Meditation.csv – contains eSense Meditation ranging from 0 to 100, measuring the relaxedness of a user. For their interpretation, use the same ranges and the meanings as those for the attention values.
4.
Polar_HR.csv - contains heart rates measured with ECG sensors during debates.

e4_data.tar.gz

contains subdirectories for each participant (except P2, P3, P6, and P7), which may contain up to six files as the following:

1.
E4_ACC.csv – measurements from a 3-axis accelerometer sampled at 32Hz in the range [−2g, 2g] under columns x, y, and z. Multiply raw numbers by 1/64 to convert them into units of g (i.e., a raw value of 64 is equivalent to 1g).
2.
E4_BVP.csv – PPG measurements sampled at 64Hz.
3.
E4_EDA.csv – EDA sensor readings in units of μS, sampled at 4Hz.
4.
E4_HR.csv – the average heart rates calculated in 10-second windows. The values are derived from the BVP measurements, and the values are entered at the frequency of 1Hz. The first 10 seconds of data after the beginning of a recording is not included as the derivation algorithm requires the initial 10 seconds of data to produce the first value.
5.
E4_IBI.csv – IBI measurements in milliseconds computed from the BVP. From a second row onwards, one row is separated from the previous row with an amount equal to a distance between two peaks (i.e., t_i+1 − t_i = IBI_i). Note that HR in terms of BPM can be derived from IBI by taking 60/IBI * 1000).
6.
E4_TEMP.csv – a body temperature measured in the Celsius scale at the frequency of 4Hz.

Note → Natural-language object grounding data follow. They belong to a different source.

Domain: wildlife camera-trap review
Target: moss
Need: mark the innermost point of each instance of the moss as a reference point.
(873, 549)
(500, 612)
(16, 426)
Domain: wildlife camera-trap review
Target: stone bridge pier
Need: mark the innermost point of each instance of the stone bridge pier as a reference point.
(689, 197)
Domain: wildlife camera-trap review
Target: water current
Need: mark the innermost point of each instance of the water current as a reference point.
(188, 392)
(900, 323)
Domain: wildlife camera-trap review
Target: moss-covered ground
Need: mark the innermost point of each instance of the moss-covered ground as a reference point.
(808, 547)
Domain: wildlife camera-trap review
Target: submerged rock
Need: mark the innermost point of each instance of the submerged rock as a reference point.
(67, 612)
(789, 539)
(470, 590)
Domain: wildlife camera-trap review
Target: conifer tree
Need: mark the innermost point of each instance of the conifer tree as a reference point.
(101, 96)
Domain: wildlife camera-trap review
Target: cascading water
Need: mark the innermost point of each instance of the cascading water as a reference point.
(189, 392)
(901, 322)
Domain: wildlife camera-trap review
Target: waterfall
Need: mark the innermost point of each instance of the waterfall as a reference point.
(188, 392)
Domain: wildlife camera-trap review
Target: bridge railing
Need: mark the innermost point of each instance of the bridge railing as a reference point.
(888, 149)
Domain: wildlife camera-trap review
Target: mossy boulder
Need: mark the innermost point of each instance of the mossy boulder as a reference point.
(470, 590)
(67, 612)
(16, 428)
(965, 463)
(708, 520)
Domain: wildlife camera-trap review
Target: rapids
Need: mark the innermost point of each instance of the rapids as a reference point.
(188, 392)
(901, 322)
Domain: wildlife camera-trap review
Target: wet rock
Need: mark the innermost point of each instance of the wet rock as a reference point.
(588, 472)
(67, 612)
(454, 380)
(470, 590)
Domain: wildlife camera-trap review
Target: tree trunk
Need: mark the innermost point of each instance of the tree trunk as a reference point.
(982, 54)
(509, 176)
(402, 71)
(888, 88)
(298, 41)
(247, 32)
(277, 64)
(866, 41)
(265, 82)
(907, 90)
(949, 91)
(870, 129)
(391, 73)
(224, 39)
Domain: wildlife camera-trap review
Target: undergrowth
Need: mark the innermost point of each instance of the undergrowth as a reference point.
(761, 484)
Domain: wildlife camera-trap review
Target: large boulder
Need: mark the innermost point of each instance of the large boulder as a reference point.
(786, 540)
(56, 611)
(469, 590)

Note that E4 data entries for P29, P30, P31, and P32 are entered with each row designated with either one of two unique device_serial values. It is necessary that the dataset users only use rows corresponding to a single device_serial. We further recommend using rows with the following device_serial values:

P29, P31 – A013E1 for all files, except A01525 for IBI.
P30, P32 – A01A3A for all files.

emotion_annotations.tar.gz

includes four subdirectories as listed below, which each contain annotations for participant emotions during debates at intervals of every 5 seconds, acquired from three distinct perspectives:

1.
self_annotations – annotations of participant emotions by participants themselves.
2.
partner_annotations – annotations of participant emotions by respective debate partners.
3.
external_annotations – annotations of participant emotions by five external raters. Files follow the naming convention of P<X>.R<Z>.csv, where <X> is a participant ID, and <Z> is a rater number.
4.
aggregated_external_annotations – contains external rater annotations aggregated across five raters via majority voting. Refer to Code Availability section for the Python code implementing the majority vote aggregation.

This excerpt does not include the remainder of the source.